Jonathan White - Economic Policy Program, German Marshall Fund
Jim Kolbe - Former US Representative from Arizona's 8th Congressional District and current Senior Transatlantic Fellow at German Marshall Fund
Simon Burall - Director, Involve
Alison Evans - Director, ODI
In the current financial crisis donor budgets are coming under pressure. Poor countries see their trade, investment, and remittance flows declining and face rising social and political unrest. Africa’s growth has been cut by half. In this environment, each aid dollar will need to go further – aid effectiveness will be critical.
Combined, the United States and the United Kingdom account for nearly one-third of aid flows worldwide, yet they each have unique aid systems and structures. An aid agency mediates between interest groups in the donor country and in the recipient country. Legislatures are key stakeholders in this process with important implications for aid delivery and effectiveness.
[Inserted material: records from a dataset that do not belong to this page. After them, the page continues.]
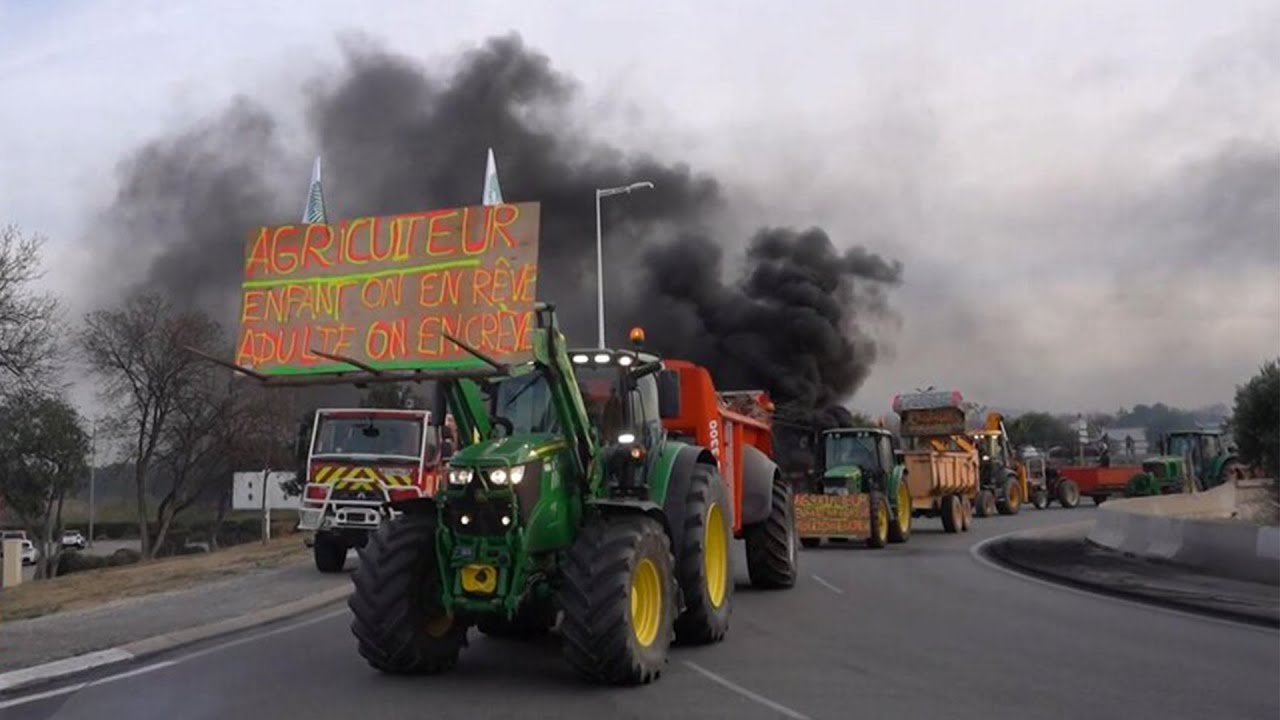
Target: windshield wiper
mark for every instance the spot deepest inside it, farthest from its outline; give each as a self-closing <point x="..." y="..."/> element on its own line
<point x="521" y="391"/>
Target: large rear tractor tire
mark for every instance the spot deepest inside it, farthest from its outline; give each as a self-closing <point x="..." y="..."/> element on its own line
<point x="1040" y="497"/>
<point x="771" y="546"/>
<point x="1013" y="499"/>
<point x="877" y="537"/>
<point x="398" y="621"/>
<point x="1068" y="493"/>
<point x="900" y="522"/>
<point x="531" y="620"/>
<point x="618" y="600"/>
<point x="703" y="564"/>
<point x="952" y="515"/>
<point x="330" y="552"/>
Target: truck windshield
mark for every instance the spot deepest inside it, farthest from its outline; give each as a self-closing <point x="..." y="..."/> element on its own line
<point x="851" y="450"/>
<point x="369" y="436"/>
<point x="526" y="401"/>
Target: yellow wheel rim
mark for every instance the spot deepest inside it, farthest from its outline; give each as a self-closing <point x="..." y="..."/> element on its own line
<point x="716" y="556"/>
<point x="904" y="507"/>
<point x="645" y="602"/>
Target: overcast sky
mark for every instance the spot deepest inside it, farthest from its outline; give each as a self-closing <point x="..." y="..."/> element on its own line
<point x="1086" y="196"/>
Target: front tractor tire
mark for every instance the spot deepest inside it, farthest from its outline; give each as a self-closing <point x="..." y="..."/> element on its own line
<point x="618" y="597"/>
<point x="330" y="552"/>
<point x="1068" y="493"/>
<point x="952" y="514"/>
<point x="878" y="534"/>
<point x="703" y="564"/>
<point x="398" y="621"/>
<point x="771" y="546"/>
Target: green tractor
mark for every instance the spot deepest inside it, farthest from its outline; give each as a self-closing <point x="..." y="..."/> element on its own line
<point x="557" y="510"/>
<point x="859" y="461"/>
<point x="1159" y="475"/>
<point x="1210" y="460"/>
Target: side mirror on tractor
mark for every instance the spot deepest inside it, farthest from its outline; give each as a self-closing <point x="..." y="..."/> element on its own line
<point x="439" y="406"/>
<point x="301" y="445"/>
<point x="668" y="393"/>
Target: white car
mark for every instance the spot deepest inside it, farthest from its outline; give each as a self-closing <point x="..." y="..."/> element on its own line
<point x="73" y="538"/>
<point x="28" y="552"/>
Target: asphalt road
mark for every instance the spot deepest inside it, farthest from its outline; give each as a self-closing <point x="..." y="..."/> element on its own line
<point x="915" y="630"/>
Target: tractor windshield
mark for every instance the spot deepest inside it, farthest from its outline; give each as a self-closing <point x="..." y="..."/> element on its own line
<point x="613" y="414"/>
<point x="851" y="450"/>
<point x="398" y="437"/>
<point x="526" y="401"/>
<point x="602" y="395"/>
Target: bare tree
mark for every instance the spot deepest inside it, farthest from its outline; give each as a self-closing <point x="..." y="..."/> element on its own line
<point x="27" y="318"/>
<point x="140" y="352"/>
<point x="195" y="454"/>
<point x="42" y="456"/>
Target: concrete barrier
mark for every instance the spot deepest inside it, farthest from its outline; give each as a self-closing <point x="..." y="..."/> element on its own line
<point x="1196" y="531"/>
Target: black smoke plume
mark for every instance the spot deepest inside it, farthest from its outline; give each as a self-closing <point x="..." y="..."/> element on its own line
<point x="396" y="137"/>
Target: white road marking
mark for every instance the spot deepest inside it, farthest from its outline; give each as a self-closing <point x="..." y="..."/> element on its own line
<point x="976" y="551"/>
<point x="745" y="692"/>
<point x="828" y="586"/>
<point x="114" y="655"/>
<point x="88" y="684"/>
<point x="260" y="636"/>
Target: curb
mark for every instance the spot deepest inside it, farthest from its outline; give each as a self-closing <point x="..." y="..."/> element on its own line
<point x="1192" y="531"/>
<point x="26" y="677"/>
<point x="987" y="552"/>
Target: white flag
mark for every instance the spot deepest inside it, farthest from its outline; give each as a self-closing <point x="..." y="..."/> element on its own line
<point x="314" y="212"/>
<point x="492" y="191"/>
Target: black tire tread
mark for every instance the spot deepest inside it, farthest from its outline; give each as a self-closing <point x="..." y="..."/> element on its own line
<point x="391" y="589"/>
<point x="330" y="554"/>
<point x="768" y="561"/>
<point x="595" y="598"/>
<point x="702" y="623"/>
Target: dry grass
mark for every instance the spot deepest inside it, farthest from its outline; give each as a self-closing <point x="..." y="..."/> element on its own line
<point x="97" y="587"/>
At this event, we launched a new report by the Overseas Development Institute and the German Marshall Fund of the United States on aid effectiveness and accountability. The report titled ‘The Impact of US and UK Legislatures on Aid Delivery’ will present the findings of a recent study examining how domestic accountability structures impact both positively and negatively on the way in which bilateral aid agencies such as DFID and USAID deliver development assistance.